NASA’s Transiting Exoplanet Survey Satellite (TESS) is undergoing final preparations in Florida for its April 16 launch to find undiscovered worlds around nearby stars, targets where future studies will assess their capacity to harbor life.
“One of the biggest questions in exoplanet exploration is: If an astronomer finds a planet in a star’s habitable zone, will it be interesting from a biologist’s point of view?” said George Ricker, TESS principal investigator at the Massachusetts Institute of Technology (MIT) Kavli Institute for Astrophysics and Space Research, which is leading the mission. “We expect TESS will discover a number of planets whose atmospheric compositions, which hold potential clues to the presence of life, could be precisely measured by future observers.”
Dozens of scientists, including graduate students and postdoctoral fellows, at the Harvard-Smithsonian Center for Astrophysics (CfA) will play key roles in TESS follow-up and the science the telescope is expected to achieve.
Following a successful March 15 review of the spacecraft’s launch readiness, TESS will be fueled and encapsulated within the payload fairing of its SpaceX Falcon 9 rocket.
TESS will lift off from Space Launch Complex 40 at Cape Canaveral Air Force Station in Florida. With a gravitational assist from the moon, the spacecraft will settle into a 13.7-day orbit around Earth. Sixty days after launch, following tests of its instruments, TESS will begin its initial two-year mission.

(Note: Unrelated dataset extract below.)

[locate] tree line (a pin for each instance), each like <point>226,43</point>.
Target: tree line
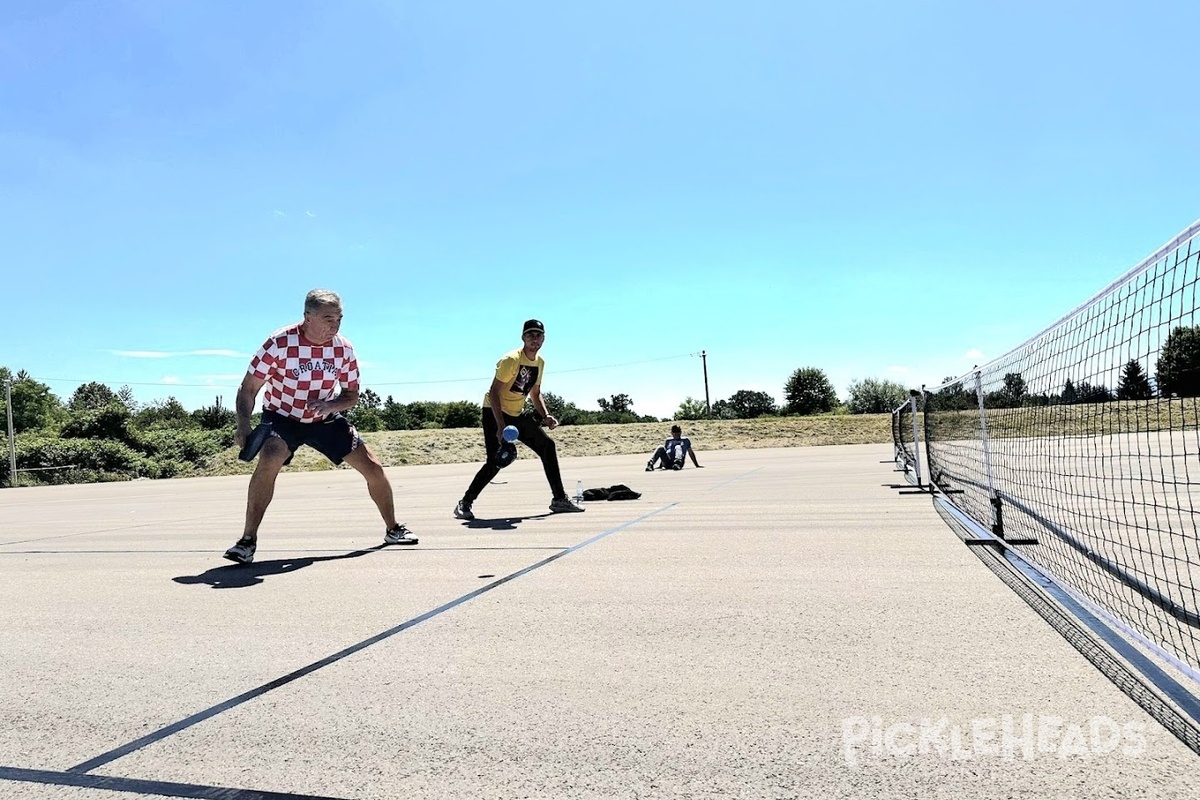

The spacecraft will be looking for a phenomenon known as a transit. Transits occur when a planet passes in front of its star, causing a periodic and regular dip in the star’s brightness. NASA’s Kepler spacecraft used the same method to spot more than 2,600 confirmed exoplanets, most of them orbiting faint stars 300 to 3,000 light-years away
CfA astronomer David Latham serves as the project science director, and will oversee the TESS Follow-up Observing Program. This program will include measuring the mass of 50 exoplanets with four times the radius of Earth or smaller. Another goal is to foster communication and coordination among the TESS science team and the community.

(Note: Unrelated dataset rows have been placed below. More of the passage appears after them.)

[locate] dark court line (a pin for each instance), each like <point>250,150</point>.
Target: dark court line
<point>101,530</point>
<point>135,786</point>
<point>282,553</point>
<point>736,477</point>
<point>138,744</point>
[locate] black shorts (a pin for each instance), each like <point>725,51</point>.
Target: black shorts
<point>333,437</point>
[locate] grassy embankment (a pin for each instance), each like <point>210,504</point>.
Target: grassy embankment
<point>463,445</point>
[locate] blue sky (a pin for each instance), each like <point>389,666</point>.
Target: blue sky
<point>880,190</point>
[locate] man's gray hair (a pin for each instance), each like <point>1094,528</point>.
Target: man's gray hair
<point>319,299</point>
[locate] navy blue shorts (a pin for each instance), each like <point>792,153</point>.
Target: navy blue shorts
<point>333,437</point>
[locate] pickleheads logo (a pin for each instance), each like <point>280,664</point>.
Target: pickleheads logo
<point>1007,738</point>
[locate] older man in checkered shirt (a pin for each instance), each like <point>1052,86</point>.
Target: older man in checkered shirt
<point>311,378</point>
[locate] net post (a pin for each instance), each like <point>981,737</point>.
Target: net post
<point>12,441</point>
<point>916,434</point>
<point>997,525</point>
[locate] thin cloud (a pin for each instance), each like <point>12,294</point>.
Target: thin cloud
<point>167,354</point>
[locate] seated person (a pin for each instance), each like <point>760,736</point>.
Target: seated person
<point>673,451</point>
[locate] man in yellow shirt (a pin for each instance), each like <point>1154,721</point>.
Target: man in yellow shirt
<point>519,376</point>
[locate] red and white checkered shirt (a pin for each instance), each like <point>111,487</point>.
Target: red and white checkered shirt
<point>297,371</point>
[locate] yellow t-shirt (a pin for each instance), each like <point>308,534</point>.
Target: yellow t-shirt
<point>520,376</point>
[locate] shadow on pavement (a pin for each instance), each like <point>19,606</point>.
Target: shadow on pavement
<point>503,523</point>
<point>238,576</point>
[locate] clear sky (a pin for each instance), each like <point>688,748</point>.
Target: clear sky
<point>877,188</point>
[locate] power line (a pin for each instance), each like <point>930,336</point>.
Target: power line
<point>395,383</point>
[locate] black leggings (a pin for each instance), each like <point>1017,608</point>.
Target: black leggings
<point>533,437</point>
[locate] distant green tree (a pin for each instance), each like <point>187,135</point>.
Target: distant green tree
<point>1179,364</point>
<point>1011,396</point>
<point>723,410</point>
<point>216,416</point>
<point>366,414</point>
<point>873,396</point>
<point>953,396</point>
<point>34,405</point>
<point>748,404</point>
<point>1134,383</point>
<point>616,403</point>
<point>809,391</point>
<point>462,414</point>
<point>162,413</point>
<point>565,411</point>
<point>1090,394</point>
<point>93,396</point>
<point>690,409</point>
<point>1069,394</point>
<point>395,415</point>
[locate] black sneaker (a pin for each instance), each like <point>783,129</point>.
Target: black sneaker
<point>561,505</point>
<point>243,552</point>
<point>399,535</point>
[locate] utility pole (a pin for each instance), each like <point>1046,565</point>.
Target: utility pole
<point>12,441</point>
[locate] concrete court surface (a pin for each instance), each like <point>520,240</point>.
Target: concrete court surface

“Everyone in the TESS Science Office is excited,” said Latham. “We can’t wait to get our hands on TESS light curves of new transiting planets!”

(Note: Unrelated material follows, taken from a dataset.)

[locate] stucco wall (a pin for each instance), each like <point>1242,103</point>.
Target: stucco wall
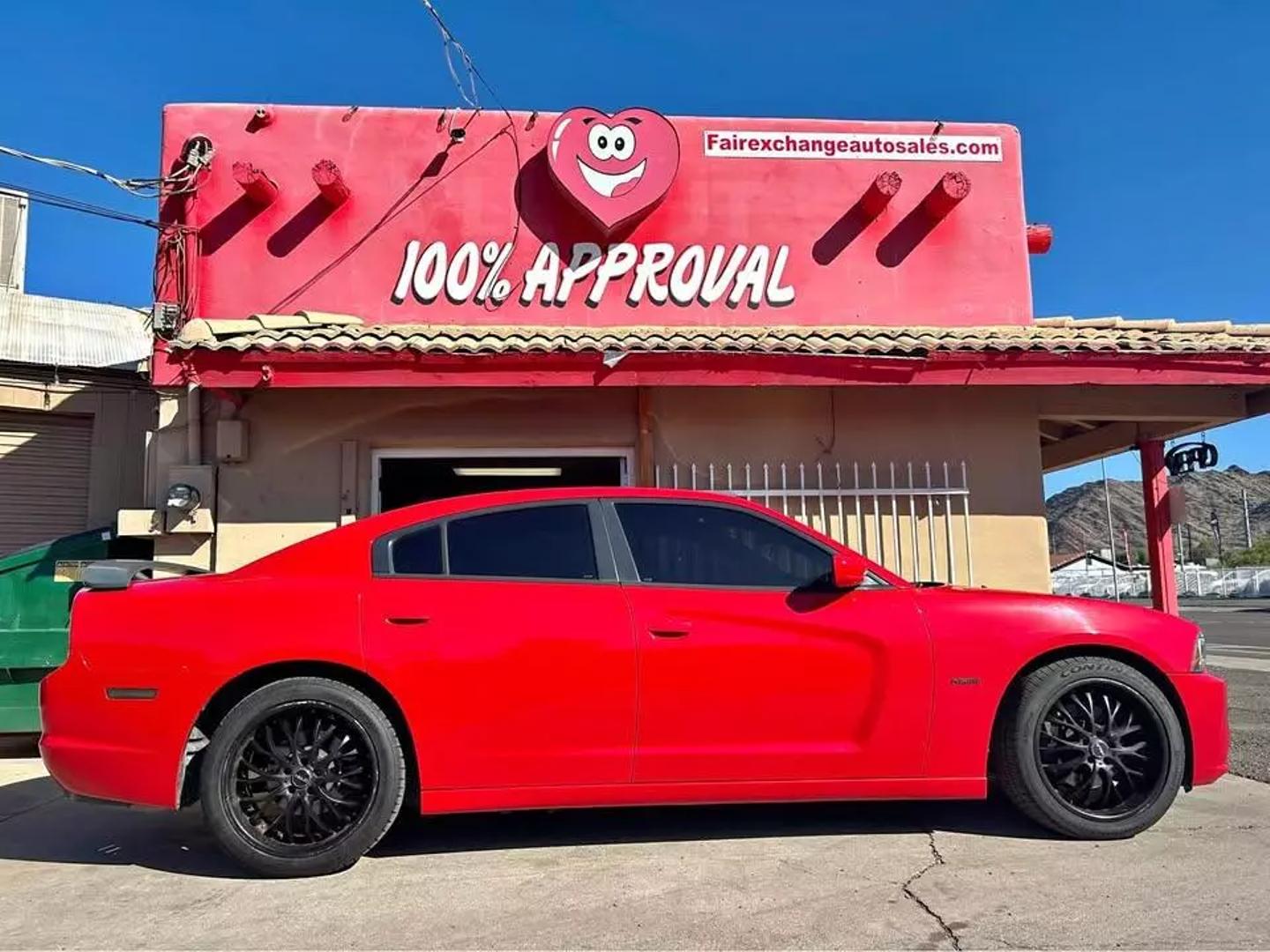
<point>310,447</point>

TESS will concentrate on stars less than 300 light-years away and 30 to 100 times brighter than Kepler’s targets. The brightness of these target stars will allow researchers to use spectroscopy, the study of the absorption and emission of light, to determine a planet’s mass, density, and atmospheric composition. Water and other key molecules in its atmosphere can give hints about a planets’ capacity to harbor life.